De voorzieningenrechter heeft geoordeeld dat de ontruiming van de onroerende zaak moet plaatsvinden, maar niet onmiddellijk. De gedaagden moeten het pand binnen drie dagen na betekening van het vonnis ontruimen. De rechtbank heeft ook bepaald dat de eiseres het vonnis gedurende zes maanden na de ontruiming kan ten uitvoer leggen in geval van hernieuwde kraak.
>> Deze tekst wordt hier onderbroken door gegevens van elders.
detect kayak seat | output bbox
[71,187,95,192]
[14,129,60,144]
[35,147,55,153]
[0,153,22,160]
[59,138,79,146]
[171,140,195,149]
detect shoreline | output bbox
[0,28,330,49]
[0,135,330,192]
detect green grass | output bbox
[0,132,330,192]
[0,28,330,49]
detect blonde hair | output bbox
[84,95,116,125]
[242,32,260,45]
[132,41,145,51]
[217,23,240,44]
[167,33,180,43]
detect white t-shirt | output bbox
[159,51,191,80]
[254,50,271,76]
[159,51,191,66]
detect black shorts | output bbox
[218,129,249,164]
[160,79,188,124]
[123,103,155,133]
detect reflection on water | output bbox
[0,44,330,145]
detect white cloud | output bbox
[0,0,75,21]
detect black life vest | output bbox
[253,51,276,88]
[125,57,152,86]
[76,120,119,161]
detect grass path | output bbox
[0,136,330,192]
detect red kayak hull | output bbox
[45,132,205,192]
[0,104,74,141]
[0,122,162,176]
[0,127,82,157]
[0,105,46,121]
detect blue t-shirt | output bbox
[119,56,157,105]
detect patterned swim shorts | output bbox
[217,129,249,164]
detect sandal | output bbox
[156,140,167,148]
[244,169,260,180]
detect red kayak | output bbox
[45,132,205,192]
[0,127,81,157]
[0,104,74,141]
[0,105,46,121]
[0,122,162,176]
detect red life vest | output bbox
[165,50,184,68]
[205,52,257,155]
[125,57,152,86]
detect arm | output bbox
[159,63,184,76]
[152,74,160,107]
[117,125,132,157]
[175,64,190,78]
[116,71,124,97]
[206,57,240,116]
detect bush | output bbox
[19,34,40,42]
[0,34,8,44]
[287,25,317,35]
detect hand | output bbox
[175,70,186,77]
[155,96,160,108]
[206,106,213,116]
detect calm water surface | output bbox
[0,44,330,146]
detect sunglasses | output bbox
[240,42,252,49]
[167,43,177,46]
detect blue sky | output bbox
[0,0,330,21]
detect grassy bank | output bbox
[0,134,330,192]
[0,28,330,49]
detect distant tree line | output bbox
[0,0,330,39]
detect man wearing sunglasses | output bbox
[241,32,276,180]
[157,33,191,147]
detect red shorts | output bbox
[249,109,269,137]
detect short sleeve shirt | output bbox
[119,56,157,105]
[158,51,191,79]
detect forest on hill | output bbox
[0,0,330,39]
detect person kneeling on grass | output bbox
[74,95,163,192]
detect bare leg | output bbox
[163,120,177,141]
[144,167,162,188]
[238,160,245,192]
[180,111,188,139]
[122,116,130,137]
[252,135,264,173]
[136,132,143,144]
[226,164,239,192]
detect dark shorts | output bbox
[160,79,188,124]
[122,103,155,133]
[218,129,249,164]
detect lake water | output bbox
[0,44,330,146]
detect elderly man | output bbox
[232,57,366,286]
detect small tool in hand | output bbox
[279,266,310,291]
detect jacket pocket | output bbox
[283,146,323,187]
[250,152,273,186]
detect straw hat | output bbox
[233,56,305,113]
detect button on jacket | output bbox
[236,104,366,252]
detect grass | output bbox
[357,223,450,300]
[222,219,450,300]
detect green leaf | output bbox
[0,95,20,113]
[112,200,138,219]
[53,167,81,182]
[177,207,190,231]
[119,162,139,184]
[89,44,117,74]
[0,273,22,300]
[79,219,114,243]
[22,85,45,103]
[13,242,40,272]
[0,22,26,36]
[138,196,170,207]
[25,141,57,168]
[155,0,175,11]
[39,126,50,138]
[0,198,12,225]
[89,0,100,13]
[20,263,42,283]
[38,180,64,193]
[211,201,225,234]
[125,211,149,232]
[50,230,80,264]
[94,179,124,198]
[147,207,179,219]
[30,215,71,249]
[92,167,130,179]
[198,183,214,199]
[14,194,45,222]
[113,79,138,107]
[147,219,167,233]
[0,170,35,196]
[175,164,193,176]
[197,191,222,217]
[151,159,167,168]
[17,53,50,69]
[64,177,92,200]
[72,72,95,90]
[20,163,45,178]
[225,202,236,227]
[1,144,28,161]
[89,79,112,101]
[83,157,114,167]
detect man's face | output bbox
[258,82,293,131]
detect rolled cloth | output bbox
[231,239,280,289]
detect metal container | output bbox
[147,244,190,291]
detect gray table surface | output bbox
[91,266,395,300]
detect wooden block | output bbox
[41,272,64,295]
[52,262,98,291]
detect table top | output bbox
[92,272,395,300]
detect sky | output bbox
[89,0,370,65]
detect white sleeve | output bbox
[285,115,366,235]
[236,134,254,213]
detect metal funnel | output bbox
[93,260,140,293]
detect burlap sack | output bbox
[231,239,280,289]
De gedaagden zijn als grotendeels in het ongelijk gestelde partij veroordeeld in de proceskosten, die zijn begroot op € 1.650,37. De gevorderde wettelijke rente over de proceskosten is toegewezen, evenals de veroordeling tot betaling binnen veertien dagen na aanschrijving.
De rechtbank heeft verder de gevorderde machtiging tot het gebruik van sterke arm afgewezen, evenals de gevorderde dwangsom, omdat de mogelijkheid tot gedwongen ontruiming al een voldoende dwangmiddel is. De voorzieningenrechter heeft het meer of anders gevorderde afgewezen en verklaard dat de veroordelingen uitvoerbaar bij voorraad zijn. Dit vonnis is openbaar uitgesproken door mr. P. de Bruin.